Das Unglück von 1986 mit modernen Methoden analysiert
Die Verlagerung der radioaktiven Wolke von Tschernobyl bis Österreich dauerte mit 80 Stunden etwas mehr als drei Tage, wie eine Analyse der Zentralanstalt für Meteorologie und Geodynamik (ZAMG) zeigt. Dafür wurden die historischen Wetterdaten aus dem April 1986 mit dem derzeit verwendeten Ausbreitungsmodell (FLEXPART) analysiert. Moderne Ausbreitungsmodelle berechnen den Transport, die Verdünnung und den radioaktiven Zerfall der Schadstoffwolke sowie die Ablagerung der Schadstoffe am Boden durch Absinken und das Auswaschen mit Regen oder Schneefall.

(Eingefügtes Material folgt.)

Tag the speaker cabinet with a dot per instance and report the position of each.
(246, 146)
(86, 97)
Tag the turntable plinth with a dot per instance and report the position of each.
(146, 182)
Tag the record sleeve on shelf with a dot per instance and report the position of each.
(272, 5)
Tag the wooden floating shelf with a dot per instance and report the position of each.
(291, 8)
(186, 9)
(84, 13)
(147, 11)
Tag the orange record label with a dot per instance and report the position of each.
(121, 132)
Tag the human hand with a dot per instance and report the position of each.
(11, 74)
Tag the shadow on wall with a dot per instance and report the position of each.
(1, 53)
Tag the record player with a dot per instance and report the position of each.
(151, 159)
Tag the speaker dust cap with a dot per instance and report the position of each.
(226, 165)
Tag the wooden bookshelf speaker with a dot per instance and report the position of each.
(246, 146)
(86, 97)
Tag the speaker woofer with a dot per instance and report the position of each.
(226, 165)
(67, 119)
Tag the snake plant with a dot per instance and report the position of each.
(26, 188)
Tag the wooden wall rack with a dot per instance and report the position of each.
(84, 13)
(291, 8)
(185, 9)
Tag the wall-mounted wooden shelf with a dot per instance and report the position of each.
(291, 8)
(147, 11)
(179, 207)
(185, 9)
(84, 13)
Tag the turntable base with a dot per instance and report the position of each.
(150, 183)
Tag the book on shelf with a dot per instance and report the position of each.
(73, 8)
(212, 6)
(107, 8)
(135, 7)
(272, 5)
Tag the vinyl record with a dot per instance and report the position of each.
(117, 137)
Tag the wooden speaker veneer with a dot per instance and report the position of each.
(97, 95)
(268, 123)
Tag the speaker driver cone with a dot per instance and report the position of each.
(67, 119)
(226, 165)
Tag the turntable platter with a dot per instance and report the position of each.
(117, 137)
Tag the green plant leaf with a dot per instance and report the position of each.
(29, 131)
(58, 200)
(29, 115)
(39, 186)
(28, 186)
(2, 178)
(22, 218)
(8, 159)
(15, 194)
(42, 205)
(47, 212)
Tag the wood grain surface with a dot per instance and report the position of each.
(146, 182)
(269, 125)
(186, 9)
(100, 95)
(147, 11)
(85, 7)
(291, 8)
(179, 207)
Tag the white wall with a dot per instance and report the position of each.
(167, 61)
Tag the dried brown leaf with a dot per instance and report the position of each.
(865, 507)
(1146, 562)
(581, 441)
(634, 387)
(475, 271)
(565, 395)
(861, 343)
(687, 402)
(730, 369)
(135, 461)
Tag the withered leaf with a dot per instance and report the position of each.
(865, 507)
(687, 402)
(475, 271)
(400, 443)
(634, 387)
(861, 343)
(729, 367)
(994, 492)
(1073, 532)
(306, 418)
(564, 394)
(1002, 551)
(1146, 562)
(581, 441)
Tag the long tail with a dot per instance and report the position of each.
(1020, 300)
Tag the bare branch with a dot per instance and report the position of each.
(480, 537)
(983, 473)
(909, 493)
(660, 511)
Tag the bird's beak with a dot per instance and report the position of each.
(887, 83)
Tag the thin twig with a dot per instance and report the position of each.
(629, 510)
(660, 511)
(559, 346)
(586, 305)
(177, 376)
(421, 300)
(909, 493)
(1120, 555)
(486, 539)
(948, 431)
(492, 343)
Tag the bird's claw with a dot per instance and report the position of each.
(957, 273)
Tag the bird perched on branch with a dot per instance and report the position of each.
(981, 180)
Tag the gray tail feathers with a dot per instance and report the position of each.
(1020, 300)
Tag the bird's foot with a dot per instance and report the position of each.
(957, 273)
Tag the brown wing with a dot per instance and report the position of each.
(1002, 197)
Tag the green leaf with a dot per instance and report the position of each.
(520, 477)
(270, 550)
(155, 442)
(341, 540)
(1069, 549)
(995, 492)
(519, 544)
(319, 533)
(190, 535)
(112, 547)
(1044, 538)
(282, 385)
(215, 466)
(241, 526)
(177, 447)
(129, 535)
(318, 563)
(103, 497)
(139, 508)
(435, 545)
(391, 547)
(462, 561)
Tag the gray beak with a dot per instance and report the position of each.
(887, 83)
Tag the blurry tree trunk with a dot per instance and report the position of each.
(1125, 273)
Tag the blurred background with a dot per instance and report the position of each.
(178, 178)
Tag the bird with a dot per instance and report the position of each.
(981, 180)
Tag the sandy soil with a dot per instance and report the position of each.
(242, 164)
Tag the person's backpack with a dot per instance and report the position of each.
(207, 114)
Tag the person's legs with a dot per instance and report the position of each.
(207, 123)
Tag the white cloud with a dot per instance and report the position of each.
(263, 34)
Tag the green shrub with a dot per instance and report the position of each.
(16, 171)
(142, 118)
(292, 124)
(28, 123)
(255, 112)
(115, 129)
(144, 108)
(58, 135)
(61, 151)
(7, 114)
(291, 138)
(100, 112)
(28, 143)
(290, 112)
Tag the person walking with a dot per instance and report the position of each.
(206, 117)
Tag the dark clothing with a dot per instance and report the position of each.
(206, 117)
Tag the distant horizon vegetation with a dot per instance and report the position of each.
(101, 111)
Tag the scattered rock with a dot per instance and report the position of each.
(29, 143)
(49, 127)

Tschernobyl führte zum Aufbau des TAWES-Messnetzes
Die ZAMG ist Teil des österreichischen Krisen- und Katastrophenschutzmanagements. In regelmäßigen Übungen wird die Verlagerung der radioaktiven Wolke eines fiktiven Unfalles in einem europäischen Kernkraftwerk berechnet und die Koordination mit den staatlichen Stellen geprobt. Einige Bereiche des Strahlenschutzes in Österreich sind direkt auf die Katastrophe in Tschernobyl zurückzuführen, sagt Gerhard Wotawa, der an der ZAMG den Bereich Daten/Methoden/Modelle leitet: „Tschernobyl führte zum Beispiel zum Aufbau des sehr dichten teilautomatischen Wettermessnetzes TAWES, das mittlerweile aus rund 270 Wetterstationen in ganz Österreich besteht. Das Ziel war damals, sehr detaillierte Informationen über den bodennahen Wind und den Niederschlag zu erhalten, um bei einem Unfall in einem grenznahen Kernkraftwerk schnell die Verlagerungsrichtung der radioaktiven Wolke abschätzen zu können."
Schadstoffe und ihre Wechselwirkungen mit dem Wetter
Zur Zeit des Unfalls in Tschernobyl standen nur einfache Verfahren zur Abschätzung der Zugrichtung der radioaktiven Wolke zur Verfügung, wie die Berechnung der Verlagerung mit dem Wind. Ab den 1990er-Jahren wurden parallel zu den Wettermodellen auch immer bessere atmosphärische Ausbreitungsmodelle entwickelt, darunter FLEXPART, eines der leistungsstärksten dieser Art. Dieses Ausbreitungsmodell wurde vom Institut für Meteorologie und Geophysik der Universität Wien und von der ZAMG entwickelt. Das Ziel war, auch Informationen über die Menge der Schadstoffe in der Luft und ihre Wechselwirkung mit dem Wetter zu erhalten. „Wichtig ist nach Unfällen mit gefährlichen Stoffen vor allem, in welcher Konzentration die Schadstoffe vorhanden sind und wie viel davon zum Beispiel mit Regen oder Schneefall den Boden erreicht."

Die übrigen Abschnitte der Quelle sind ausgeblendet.